Leal como un tatuaje al Presidente Boric, con el que se complementan a la perfección, Jackson se enorgullece de su falta de habilidad blanda, que se conjuga con una capacidad para encajar golpe y seguir adelante que no deja de ser valiosa en una generación conocida por abandonar a la primera lo que no cede inmediatamente a sus encantos.

En cuanto a la superioridad moral de esos jóvenes que hemos visto envejecer en cámara, tiene razón Jackson que no les tocó Soquimich, Penta o Corpesca. No les toco, no porque se negarán al dinero más o menos fácil de la transición, sino porque estaban en el colegio cuando todo eso sucedió.

Es fácil ser incorruptible cuando nadie te intenta corromper. Pero es cierto que a la generación de Jackson no parece importarle demasiado el dinero, en parte porque vienen de familias que ya lo tienen, en parte porque mucho de ellos ganan desde antes de titulares de sus respectivas carreras sueldos de diputados o sus equivalentes. Otra cosa se puede decir de su relación con el poder, notoriamente más viciosa que la de sus padres y hermanos mayores.

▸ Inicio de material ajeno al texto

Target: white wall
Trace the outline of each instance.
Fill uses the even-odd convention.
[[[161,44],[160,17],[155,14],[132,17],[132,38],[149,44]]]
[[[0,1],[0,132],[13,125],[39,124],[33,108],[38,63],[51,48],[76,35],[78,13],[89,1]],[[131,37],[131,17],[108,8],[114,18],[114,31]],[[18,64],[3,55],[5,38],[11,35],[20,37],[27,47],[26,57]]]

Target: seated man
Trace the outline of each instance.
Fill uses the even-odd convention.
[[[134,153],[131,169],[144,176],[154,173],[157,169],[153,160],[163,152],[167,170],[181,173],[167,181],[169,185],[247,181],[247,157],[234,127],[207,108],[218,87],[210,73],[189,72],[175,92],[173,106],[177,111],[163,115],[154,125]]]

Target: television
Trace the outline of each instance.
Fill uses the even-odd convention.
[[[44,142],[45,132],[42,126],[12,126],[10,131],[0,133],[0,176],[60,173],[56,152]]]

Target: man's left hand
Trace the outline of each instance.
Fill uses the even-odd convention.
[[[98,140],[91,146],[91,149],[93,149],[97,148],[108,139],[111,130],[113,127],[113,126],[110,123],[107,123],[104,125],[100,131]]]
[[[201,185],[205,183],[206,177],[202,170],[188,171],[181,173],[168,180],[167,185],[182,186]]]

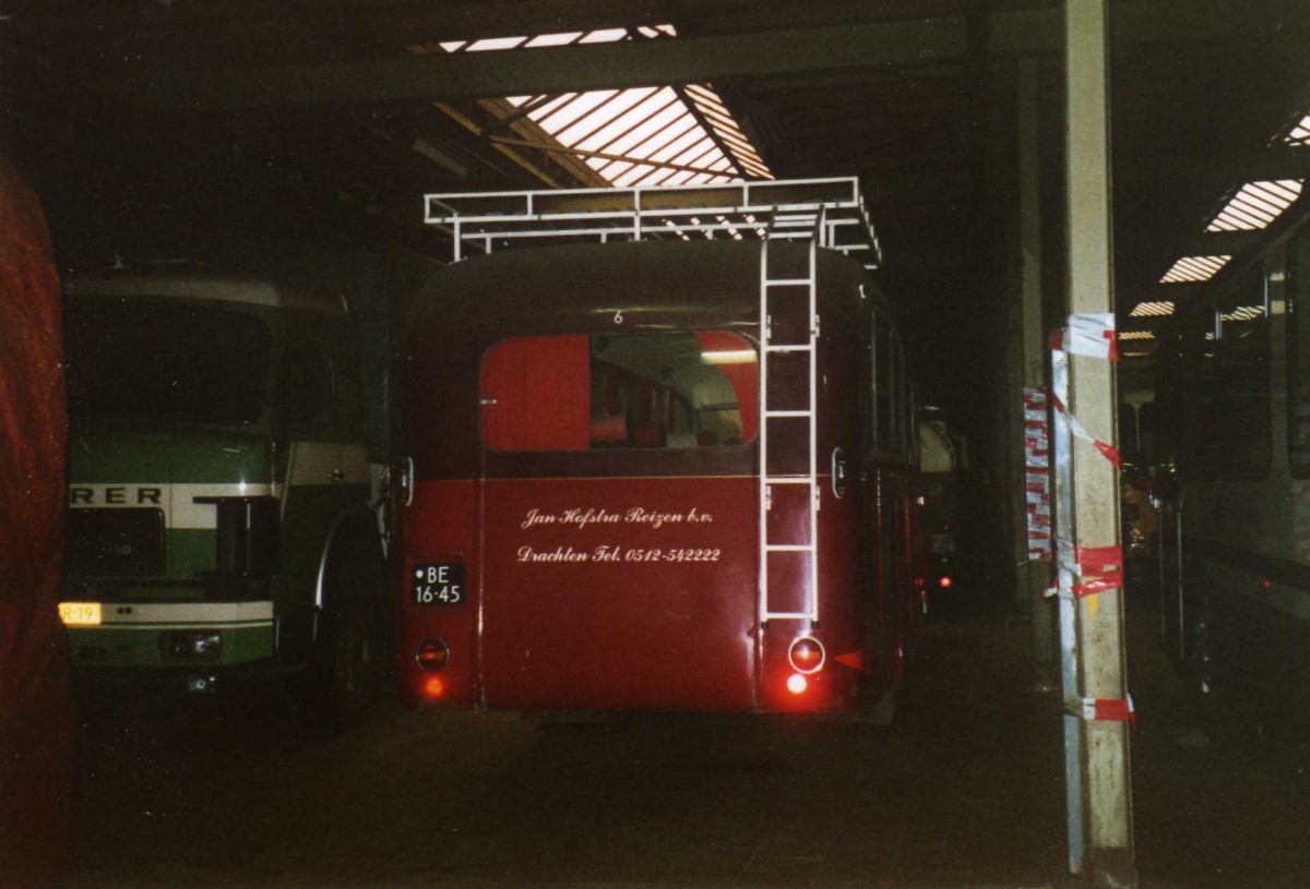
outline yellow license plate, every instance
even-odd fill
[[[59,619],[71,627],[97,627],[102,619],[100,602],[60,602]]]

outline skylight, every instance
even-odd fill
[[[1286,135],[1286,141],[1293,145],[1310,145],[1310,114],[1301,118],[1301,122],[1292,127]]]
[[[447,52],[527,50],[676,37],[672,25],[440,43]],[[411,52],[436,47],[410,47]],[[519,147],[569,153],[610,185],[675,186],[772,179],[773,173],[709,85],[604,89],[563,96],[510,96],[507,119],[528,119],[552,144]],[[504,107],[504,106],[502,106]]]
[[[1239,305],[1231,312],[1220,314],[1220,321],[1255,321],[1264,317],[1263,305]]]
[[[1233,257],[1183,257],[1165,272],[1161,284],[1187,284],[1208,281],[1218,274]]]
[[[1171,314],[1174,314],[1174,301],[1163,300],[1161,302],[1138,302],[1136,306],[1133,306],[1133,310],[1128,313],[1128,317],[1163,318]]]
[[[1207,232],[1251,232],[1276,220],[1301,196],[1301,179],[1248,182],[1233,195]]]

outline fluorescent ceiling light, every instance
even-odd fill
[[[1224,209],[1214,215],[1207,232],[1251,232],[1267,228],[1301,196],[1301,179],[1247,182]]]
[[[701,360],[706,364],[755,364],[756,356],[753,348],[740,348],[701,352]]]

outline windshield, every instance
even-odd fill
[[[72,416],[250,423],[263,412],[269,330],[191,305],[72,305],[64,314]]]

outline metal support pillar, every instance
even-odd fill
[[[1019,60],[1019,329],[1015,340],[1020,350],[1019,386],[1011,402],[1011,411],[1023,408],[1023,389],[1045,385],[1045,342],[1041,323],[1041,106],[1038,81],[1040,62],[1028,56]],[[1019,454],[1023,460],[1024,428],[1019,428]],[[1024,467],[1019,466],[1019,478]],[[1026,491],[1023,484],[1020,492]],[[1020,494],[1020,496],[1023,496]],[[1026,503],[1020,505],[1020,509]],[[1020,516],[1024,513],[1020,512]],[[1028,556],[1027,541],[1022,542],[1018,573],[1018,594],[1032,614],[1032,661],[1041,686],[1055,685],[1056,625],[1055,610],[1041,605],[1041,597],[1051,585],[1051,566]]]
[[[1110,211],[1108,0],[1065,0],[1068,101],[1069,308],[1073,314],[1114,313]],[[1070,356],[1066,407],[1086,433],[1117,444],[1115,365]],[[1119,478],[1093,443],[1074,439],[1074,551],[1120,546]],[[1077,666],[1083,700],[1127,699],[1123,588],[1078,598]],[[1079,702],[1073,702],[1079,703]],[[1089,885],[1136,886],[1129,727],[1082,720],[1081,869]]]

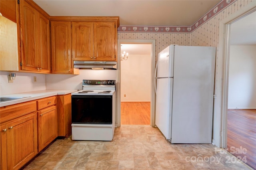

Los que vivieron la dictadura y los reconstruyeron la democracia supieron no tener poder, supieron encontrar objetivos para usar ese poder cuando al precio del dolor lo recuperaron. El Frente Amplio ha tenido en cambio con el poder una relación que no se puede calificar de otra manera que de histérica.

Así el propio Jackson aceptó el apoyo de la Nueva Mayoría sin dar nada a cambio. Sus compañeros de partido entraron y salieron del ministerio de Educación con el sigilo con que los roedores abandonan los barcos en zozobra.

Algo parecido hicieron con Josefina Errazuriz en la municipalidad de Providencia. Muchas de las organizaciones estudiantiles a su cargo quedaron atomizadas en manos de anarquistas que las anarquizaron aún más hasta hacerlas completamente insignificantes.

Para qué repetir por enésima vez cómo el Frente Amplio, dirigido por la compañera sentimental de Giorgio Jackson, la imperturbable Constanza Schönhaut, logró la multiplicación de los panes al revés. El 70 por ciento de aprobación a la nueva constitución lo convirtieron en algo entre el 25 y el 40 por ciento.

El sino de esta generación dorada de la política chilena, la más preparada desde la del MAPU-IC, es la capacidad de destruir lo que construye. O más bien la incapacidad de mantener lo construido sin pasar a otra cosa, abandonando a los soldados.